Iran: Legitimising an awful tyranny is not the way to go


Iran President Hassan Rouhani

Iran President Hassan Rouhani

Many people including the former secretary Jack Straw have called for a rapprochement of relations with Iran. However this would be a move which would further weaken western credibility when we talk about human rights and when we try and initiate humanitarian interventions to end demonstrably evil regimes.  The west has rightly been damaged with Guantanamo bay, torture and allying ourselves with regimes like Saudi Arabia which still remain alongside fallen regimes like the Former President Mubarak of Egypt. The last thing we need is to ally ourselves with a country which actively supports dictatorships across the region, kills or imprisons activists at home and abroad and sponsors terrorism which cuts down the leaders of democracy where leaders of democracy are few and far between. As Dr Ali Ansari has argued in his book Confronting Iran, the Shah of Iran wasn’t as brutal as the Islamist regime which replaced it, and we all know how the average Iranian felt about America’s backing of that particular dictator. Imagine how the Iranian public will feel towards America and the west in general when they throw off the shackles of this even more repressive dictator.

Many people have accused the western media of scaremongering and have used recent headlines on ISIS about Iranian thoughts to prove this point. However I feel this isn’t the case. Recent headlines have simply made out the case of what the leader of the country has stated. You may be thinking the president of Iran, Dr Rouhani is a sensible man with a hard-headed political approach of moderation. However this isn’t the man in charge of the country; his moderation hasn’t stopped executions for ‘defaming the prophet’ or for sentences on singing songs. The real leader is the grand ayatollah who is not as sensible as the country’s president. He for a long time went along with the former president Ahmadinejad’s rhetoric and actions including hosting holocaust denial conferences, threatening Israel and generally trying to create mayhem throughout the region. The grand ayatollah also must have sanctioned the Basij crackdown on protesters during the 2009 election which resulted in a new climate of fear and intimidation.  Sadly this isn’t scaremongering or half concocted conspiracy theories but actual events which have taken place under this regime.

The nuclear question of Iran is extremely important; Iran cannot be allowed a weapon of mass destruction for two key reasons. Firstly, a regime like Iran’s gaining a nuclear weapon means it is essentially immovable in terms of any intervention or domestic uprising which could destabilise the country. Secondly, if Iran was to gain a nuclear weapon it would start a game of nuclear monopoly around the Middle East which would start with Saudi Arabia building a nuclear weapon which is the last thing that area of the region needs. Iran has denied access to the IAEA of military nuclear sites and they have enriched uranium beyond civilian levels and very close to weapons grade material. Indeed before 2003 it is widely acknowledged that Iran was trying to gain a nuclear weapon so it is not out of the question that they are doing so again. Iran is not one of the countries in the NPT who are allowed nuclear weapons and many nations who are have reduced active stocks of nuclear weapons. One example is of America, who have reduced their nuclear stockpile to fewer than 8,000 from a cold war high of over 31,000 warheads in 1967. To accuse the United States of breaking international law of not reducing their arsenal which they are while excusing Iran’s failure to comply with all inspections is either being mendacious or missing some quite critical points of history and of the current situation.

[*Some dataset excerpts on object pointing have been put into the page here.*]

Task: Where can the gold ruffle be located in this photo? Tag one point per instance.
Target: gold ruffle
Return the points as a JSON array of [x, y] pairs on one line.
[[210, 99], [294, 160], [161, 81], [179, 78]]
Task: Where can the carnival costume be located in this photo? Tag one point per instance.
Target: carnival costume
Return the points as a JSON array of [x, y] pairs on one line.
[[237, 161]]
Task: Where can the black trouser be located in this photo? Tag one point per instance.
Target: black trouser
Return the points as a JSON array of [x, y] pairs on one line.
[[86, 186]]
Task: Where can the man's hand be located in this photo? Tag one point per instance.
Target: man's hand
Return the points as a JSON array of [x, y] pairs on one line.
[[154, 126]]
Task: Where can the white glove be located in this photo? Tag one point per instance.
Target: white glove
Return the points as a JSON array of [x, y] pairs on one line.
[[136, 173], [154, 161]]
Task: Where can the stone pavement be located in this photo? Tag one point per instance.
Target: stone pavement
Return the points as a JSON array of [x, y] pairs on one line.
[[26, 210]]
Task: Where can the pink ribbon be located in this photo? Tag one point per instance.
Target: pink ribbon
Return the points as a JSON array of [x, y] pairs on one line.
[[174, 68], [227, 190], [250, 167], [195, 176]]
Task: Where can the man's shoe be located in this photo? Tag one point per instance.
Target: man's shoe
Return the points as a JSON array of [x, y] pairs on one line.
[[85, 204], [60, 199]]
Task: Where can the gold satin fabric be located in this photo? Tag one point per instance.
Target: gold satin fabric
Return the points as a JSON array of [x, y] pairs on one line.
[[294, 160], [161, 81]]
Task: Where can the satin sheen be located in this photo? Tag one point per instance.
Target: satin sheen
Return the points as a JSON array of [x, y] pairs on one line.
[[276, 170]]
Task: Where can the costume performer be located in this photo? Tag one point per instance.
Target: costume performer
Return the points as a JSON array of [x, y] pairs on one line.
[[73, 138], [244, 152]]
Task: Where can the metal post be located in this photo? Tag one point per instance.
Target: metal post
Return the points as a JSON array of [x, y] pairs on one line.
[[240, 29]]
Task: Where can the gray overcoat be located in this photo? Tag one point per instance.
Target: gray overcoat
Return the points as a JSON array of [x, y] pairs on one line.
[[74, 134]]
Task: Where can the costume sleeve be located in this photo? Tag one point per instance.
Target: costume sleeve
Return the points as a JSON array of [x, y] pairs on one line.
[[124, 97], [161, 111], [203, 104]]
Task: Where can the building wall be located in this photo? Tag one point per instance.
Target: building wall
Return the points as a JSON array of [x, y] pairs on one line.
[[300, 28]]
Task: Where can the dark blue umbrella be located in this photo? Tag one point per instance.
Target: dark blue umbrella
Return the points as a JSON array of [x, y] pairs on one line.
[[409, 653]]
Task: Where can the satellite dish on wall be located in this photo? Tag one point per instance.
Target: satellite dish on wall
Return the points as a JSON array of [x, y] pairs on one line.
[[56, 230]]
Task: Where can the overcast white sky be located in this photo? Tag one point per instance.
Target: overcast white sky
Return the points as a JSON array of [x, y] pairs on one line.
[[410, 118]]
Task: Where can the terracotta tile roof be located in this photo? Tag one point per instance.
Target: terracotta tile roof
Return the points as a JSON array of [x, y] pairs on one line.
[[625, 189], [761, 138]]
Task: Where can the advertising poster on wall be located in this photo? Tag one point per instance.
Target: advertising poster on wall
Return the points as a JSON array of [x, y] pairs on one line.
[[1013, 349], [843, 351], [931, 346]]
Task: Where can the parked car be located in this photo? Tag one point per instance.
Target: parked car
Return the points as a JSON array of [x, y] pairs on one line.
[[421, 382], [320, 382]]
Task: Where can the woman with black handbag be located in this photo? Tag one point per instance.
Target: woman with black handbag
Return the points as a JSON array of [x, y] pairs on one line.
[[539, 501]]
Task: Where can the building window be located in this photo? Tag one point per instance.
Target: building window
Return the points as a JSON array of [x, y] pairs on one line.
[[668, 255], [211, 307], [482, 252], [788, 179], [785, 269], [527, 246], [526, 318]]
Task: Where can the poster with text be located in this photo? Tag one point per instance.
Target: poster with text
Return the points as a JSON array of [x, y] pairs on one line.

To me the argument that because we already support bad regimes with awful human rights records means we should support more is a case which is morally bankrupt in the worst way. The only possible plus is that the regime in Iran is stable. However this is not the case, no undemocratic regime is ever stable, this is why they have extensive secret police forces and limit freedom of expression.  As seen in China with the Tiananmen Square episode and the Arab springs is that dictatorships are always suffering from a democratic deficit which makes them vulnerable to collapse at almost any time. I agree that the west supports bad regimes, which is something which in the future will come to haunt us. As the late Christopher Hitchens once said what he liked about the Iraq war was that for once we were dethroning a dictator instead of installing one. This has to be the way Foreign policy in the west works. For once on a dictatorial regime we have got it right, legitimizing it and extending their power is not the right solution.

By Sam Mace, Junior Writer for Daily Political View.